New AI Benchmark MMDocIR Boosts Multimodal Document Search

Researchers introduce MMDocIR, a benchmark designed to enhance how AI systems find information within complex, long documents.

A new benchmark called MMDocIR has been developed to improve multimodal document retrieval. It helps AI systems better understand and extract information from long documents, including figures, tables, and charts. This tool aims to make document search more accurate and efficient.

Mark Ellison

By Mark Ellison

November 10, 2025

4 min read

New AI Benchmark MMDocIR Boosts Multimodal Document Search

Key Facts

  • MMDocIR is a new benchmark for multimodal document retrieval.
  • It evaluates AI performance in page-level and layout-level retrieval tasks.
  • The dataset includes 1,685 expert-annotated questions and 173,843 bootstrapped questions.
  • Visual retrievers significantly outperform text-only retrievers.
  • Text retrievers using VLM-text are superior to those using OCR-text.

Why You Care

Ever struggled to find that one specific chart or table buried deep within a lengthy PDF report? Imagine an AI that could pinpoint exactly what you need, not just based on text, but on visuals too. How much time would that save you every day?

Researchers have unveiled MMDocIR, a new benchmark for multimodal document retrieval. This creation promises to significantly improve how AI systems understand and extract information from long, complex documents. It directly impacts your ability to quickly find crucial data in reports, manuals, and academic papers.

What Actually Happened

Researchers have introduced MMDocIR, a new benchmark for evaluating multimodal document retrieval, according to the announcement. This benchmark addresses a significant gap in current AI capabilities. Multimodal document retrieval aims to identify and retrieve various forms of content. This includes figures, tables, charts, and layout information from extensive documents, as detailed in the blog post.

MMDocIR encompasses two distinct tasks. The first is page-level retrieval. This evaluates how well a system identifies relevant pages within a long document. The second is layout-level retrieval. This assesses the ability to detect specific layouts. Layouts refer to elements like textual paragraphs, equations, figures, tables, or charts. The MMDocIR benchmark includes a rich dataset. It features 1,685 questions annotated by experts. It also has 173,843 questions with bootstrapped labels, the study finds. This makes it a valuable resource for both training and evaluating AI models.

Why This Matters to You

This new benchmark has practical implications for anyone working with digital documents. Think of the frustration of sifting through dozens of pages to find a single data point. MMDocIR aims to make that a thing of the past. It helps AI systems understand the visual context of information, not just the words.

For example, imagine you are a financial analyst. You need to quickly find all the revenue projection charts across 50 different company reports. With improved multimodal retrieval, an AI could instantly pull up those specific charts for you. This saves hours of manual searching. What if your AI could not only find the right page but also highlight the exact table you need?

MMDocIR’s focus on both page-level and layout-level retrieval means more precise results for you. “Multimodal document retrieval aims to identify and retrieve various forms of multimodal content, such as figures, tables, charts, and layout information from extensive documents,” the paper states. This means your search queries will yield more accurate and targeted information.

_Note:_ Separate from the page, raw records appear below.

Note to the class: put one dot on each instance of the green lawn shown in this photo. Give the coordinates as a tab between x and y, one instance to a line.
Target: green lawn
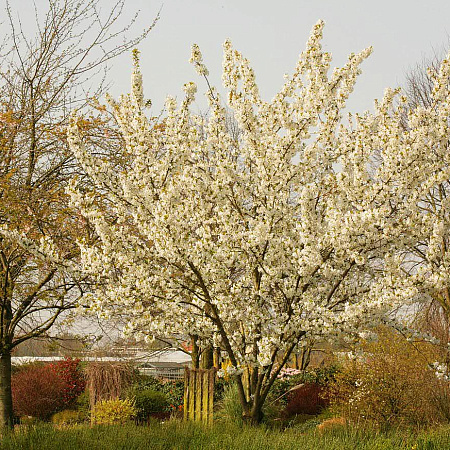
179	435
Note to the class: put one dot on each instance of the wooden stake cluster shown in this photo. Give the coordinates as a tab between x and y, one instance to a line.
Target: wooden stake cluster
199	394
107	380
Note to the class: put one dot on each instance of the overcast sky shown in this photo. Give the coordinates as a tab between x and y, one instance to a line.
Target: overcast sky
272	33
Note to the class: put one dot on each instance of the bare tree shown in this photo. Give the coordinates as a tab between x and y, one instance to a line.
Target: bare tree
42	78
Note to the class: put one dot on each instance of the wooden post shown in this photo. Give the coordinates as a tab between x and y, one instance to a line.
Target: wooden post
199	394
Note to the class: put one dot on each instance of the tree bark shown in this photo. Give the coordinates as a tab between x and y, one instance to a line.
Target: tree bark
6	410
195	353
207	359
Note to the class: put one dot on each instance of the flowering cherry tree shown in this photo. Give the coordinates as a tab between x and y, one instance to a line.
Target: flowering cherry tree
415	141
258	240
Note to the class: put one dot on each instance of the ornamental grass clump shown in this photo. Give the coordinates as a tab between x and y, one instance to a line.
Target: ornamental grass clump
112	412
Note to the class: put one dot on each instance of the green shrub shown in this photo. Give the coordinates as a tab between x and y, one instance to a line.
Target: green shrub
69	417
229	408
148	402
114	411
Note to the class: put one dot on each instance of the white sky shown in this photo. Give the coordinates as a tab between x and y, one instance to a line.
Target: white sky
271	34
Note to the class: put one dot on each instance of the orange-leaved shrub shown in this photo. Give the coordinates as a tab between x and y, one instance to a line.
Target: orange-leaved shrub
308	399
37	391
390	383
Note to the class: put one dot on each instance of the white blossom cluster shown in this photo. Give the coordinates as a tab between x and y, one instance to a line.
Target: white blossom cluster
212	232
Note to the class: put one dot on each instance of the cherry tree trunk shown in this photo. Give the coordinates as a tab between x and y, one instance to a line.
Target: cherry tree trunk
6	410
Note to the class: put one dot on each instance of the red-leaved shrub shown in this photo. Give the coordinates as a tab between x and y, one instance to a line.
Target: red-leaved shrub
307	399
37	391
70	372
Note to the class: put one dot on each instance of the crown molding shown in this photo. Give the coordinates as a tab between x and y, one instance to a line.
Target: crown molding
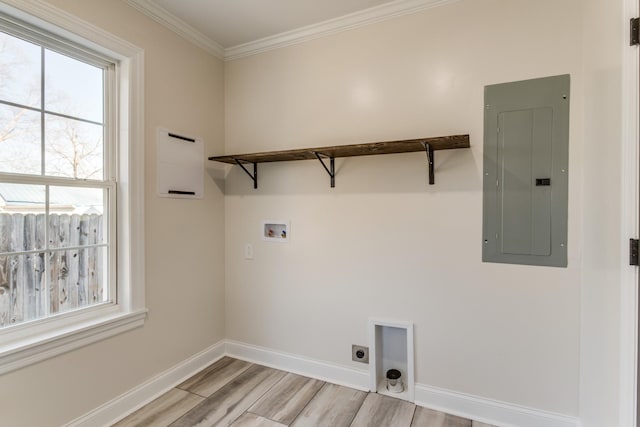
177	25
288	38
333	26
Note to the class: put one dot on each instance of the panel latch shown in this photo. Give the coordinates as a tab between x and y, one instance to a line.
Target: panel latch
634	249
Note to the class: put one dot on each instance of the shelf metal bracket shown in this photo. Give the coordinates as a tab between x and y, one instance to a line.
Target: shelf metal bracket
254	176
331	170
429	149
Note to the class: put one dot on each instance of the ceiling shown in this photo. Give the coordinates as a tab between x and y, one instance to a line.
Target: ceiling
232	28
235	22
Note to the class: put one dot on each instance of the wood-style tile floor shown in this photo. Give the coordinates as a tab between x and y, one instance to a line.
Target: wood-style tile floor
235	393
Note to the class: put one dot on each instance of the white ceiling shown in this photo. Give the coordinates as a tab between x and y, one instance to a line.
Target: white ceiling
235	22
235	28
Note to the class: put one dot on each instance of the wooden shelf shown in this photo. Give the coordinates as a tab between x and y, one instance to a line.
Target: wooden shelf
428	145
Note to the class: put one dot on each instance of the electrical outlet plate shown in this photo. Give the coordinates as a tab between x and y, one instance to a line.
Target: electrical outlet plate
360	353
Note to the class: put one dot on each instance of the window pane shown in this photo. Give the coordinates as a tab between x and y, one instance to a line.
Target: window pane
77	278
21	288
22	217
73	148
76	217
20	144
73	88
20	70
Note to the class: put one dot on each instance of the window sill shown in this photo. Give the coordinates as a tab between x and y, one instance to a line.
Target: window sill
26	351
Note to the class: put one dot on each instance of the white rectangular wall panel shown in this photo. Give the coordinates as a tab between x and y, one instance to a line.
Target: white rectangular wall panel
180	165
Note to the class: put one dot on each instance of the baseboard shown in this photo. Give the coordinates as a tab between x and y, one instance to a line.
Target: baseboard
118	408
324	371
500	414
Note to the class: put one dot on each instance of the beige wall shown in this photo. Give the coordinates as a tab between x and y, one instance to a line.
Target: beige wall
184	241
604	45
383	243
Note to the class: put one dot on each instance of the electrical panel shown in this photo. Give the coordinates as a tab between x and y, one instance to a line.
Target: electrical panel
525	176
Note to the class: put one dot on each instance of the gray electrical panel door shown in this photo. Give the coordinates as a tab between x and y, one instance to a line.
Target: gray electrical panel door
525	186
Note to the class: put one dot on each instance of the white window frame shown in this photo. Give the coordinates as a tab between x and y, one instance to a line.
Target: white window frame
25	344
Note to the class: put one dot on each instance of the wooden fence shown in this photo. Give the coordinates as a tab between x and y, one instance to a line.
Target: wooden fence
39	284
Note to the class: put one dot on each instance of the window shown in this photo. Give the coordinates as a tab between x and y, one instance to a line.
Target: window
56	180
71	200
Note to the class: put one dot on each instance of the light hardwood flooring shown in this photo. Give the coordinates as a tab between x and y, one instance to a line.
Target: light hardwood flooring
235	393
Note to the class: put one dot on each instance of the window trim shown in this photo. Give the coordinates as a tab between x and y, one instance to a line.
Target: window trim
30	343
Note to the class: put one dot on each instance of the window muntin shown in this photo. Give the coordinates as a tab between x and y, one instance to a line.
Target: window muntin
57	194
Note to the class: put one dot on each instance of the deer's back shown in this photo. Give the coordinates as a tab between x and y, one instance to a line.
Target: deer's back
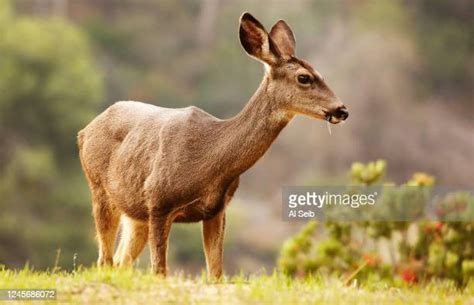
122	146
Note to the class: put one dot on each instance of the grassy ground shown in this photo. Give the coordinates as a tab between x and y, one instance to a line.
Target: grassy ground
94	286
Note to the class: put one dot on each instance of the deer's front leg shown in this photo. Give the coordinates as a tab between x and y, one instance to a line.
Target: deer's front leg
159	229
213	240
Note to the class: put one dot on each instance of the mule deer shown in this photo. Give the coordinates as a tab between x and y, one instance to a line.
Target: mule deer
153	166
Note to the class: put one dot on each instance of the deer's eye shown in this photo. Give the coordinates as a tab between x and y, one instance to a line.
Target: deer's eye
304	79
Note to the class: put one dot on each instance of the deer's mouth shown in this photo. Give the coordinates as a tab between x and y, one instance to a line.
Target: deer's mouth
331	118
337	116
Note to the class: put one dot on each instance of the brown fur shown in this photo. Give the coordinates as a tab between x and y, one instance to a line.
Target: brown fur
153	166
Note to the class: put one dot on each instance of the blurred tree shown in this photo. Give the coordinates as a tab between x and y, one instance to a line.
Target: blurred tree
50	89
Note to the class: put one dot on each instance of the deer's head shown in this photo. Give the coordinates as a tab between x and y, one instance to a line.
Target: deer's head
297	87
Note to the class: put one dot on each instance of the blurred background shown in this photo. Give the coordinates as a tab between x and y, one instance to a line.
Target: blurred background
405	69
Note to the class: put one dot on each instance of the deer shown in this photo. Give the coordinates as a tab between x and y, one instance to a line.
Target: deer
148	167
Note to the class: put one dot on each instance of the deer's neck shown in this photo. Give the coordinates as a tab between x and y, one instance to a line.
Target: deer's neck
248	135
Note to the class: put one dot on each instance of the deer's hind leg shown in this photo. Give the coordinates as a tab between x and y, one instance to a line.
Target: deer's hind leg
133	239
107	219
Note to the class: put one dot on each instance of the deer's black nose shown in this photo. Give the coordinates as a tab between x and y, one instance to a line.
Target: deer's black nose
341	113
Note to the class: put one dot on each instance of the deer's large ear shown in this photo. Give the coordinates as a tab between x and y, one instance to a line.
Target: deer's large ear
256	41
283	37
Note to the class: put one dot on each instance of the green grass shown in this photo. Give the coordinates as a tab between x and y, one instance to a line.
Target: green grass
94	286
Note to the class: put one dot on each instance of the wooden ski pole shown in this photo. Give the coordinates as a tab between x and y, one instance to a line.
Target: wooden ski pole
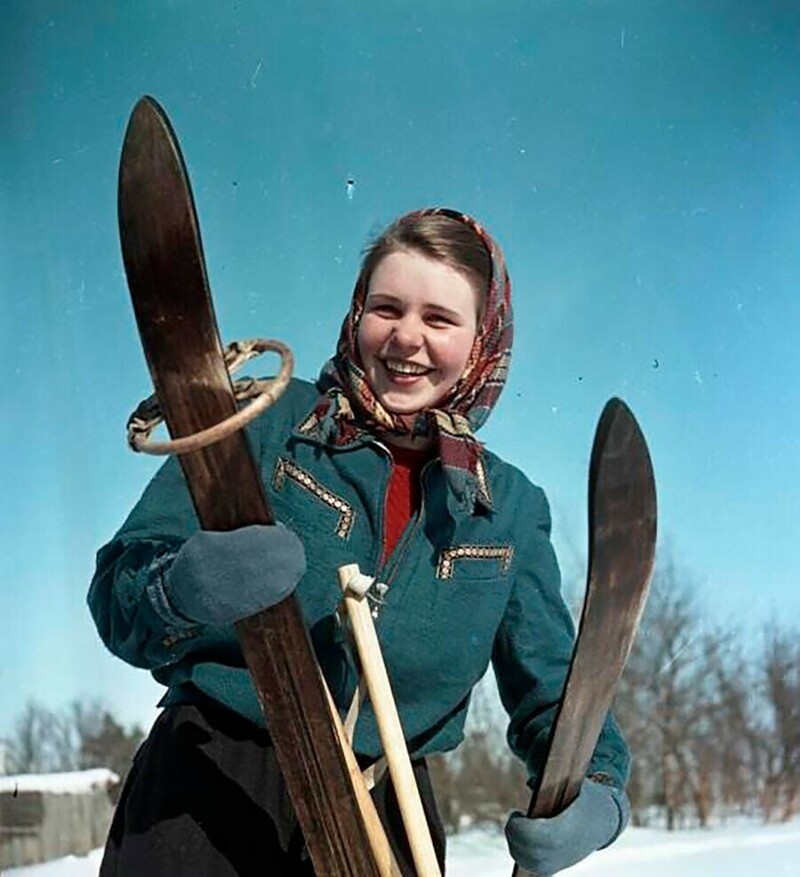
381	849
389	728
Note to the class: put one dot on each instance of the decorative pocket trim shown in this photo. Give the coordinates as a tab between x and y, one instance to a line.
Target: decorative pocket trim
449	556
286	469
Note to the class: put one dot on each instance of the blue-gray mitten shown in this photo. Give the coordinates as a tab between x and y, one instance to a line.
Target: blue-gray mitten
222	577
592	821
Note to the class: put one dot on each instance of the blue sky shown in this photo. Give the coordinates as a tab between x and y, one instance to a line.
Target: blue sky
636	160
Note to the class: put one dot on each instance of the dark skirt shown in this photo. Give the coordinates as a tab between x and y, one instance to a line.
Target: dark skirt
205	798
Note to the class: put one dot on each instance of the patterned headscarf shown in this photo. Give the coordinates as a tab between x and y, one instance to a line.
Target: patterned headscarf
349	406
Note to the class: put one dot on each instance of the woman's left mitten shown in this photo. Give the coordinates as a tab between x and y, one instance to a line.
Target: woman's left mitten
546	846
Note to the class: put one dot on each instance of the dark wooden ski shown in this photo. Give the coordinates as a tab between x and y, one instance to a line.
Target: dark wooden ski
167	278
622	538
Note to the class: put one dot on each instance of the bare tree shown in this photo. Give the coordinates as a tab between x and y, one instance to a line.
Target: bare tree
781	690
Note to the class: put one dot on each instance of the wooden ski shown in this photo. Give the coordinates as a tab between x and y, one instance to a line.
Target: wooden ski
166	274
622	538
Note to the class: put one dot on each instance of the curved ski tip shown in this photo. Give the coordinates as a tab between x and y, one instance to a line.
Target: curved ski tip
148	106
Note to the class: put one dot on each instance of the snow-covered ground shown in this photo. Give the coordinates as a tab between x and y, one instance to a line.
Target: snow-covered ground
733	851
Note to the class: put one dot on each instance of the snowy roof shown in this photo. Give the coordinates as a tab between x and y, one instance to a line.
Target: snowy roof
72	783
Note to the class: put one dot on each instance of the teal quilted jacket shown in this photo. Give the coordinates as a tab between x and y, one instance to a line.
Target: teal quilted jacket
463	590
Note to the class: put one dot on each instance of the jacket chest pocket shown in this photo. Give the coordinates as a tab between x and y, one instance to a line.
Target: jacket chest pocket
288	475
474	561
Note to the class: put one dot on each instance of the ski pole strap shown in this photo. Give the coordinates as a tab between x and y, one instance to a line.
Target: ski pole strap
263	392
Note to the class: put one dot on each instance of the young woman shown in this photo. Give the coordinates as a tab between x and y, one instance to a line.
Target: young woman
375	464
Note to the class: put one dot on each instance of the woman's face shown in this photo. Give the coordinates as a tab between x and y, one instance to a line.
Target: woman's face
417	330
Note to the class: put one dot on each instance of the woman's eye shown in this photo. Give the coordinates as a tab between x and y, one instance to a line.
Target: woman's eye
440	320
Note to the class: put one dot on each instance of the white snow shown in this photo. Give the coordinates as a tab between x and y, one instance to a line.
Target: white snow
740	850
73	782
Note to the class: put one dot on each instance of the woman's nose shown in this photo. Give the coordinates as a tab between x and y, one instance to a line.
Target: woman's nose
407	333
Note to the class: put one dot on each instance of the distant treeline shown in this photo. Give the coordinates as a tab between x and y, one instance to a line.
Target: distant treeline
712	717
80	736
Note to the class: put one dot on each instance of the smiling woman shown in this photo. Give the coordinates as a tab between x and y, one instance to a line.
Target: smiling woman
416	332
376	464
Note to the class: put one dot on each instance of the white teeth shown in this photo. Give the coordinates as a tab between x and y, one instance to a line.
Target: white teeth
405	368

MMDocIR’s Two Key Retrieval Tasks

Task TypeDescriptionBenefit for You
Page-levelIdentifies the most relevant pages within a long document.Quickly narrows down your search to specific sections.
Layout-levelDetects specific elements like tables, figures, or equations on a page.Pinpoints exact data points, saving time and effort.

The Surprising Finding

Interestingly, the research revealed some unexpected insights into how different AI retrievers perform. The study demonstrates that visual retrievers significantly outperform their text counterparts. This challenges the common assumption that text-based search is always superior for document analysis. What’s more, text retrievers leveraging VLM-text (Vision-Language Model text) significantly outperform retrievers relying on OCR-text (Optical Character Recognition text), according to the announcement. This suggests that AI models which combine visual understanding with language processing are far more effective. It highlights the power of integrating visual context. This context helps AI better interpret the text it reads.

What Happens Next

This benchmark, accepted to EMNLP-2025, indicates a future where document search is far more intuitive. We can expect to see AI tools integrating MMDocIR’s findings within the next 12-18 months. For example, future versions of document management software could offer visual search capabilities. This would allow you to search for specific chart types or data layouts. Actionable advice for readers includes keeping an eye on AI-powered research tools. These tools will likely adopt these multimodal retrieval techniques. The industry implications are vast. We could see a new standard for information retrieval, moving beyond simple keyword searches. This will ultimately make your digital document interactions much more efficient.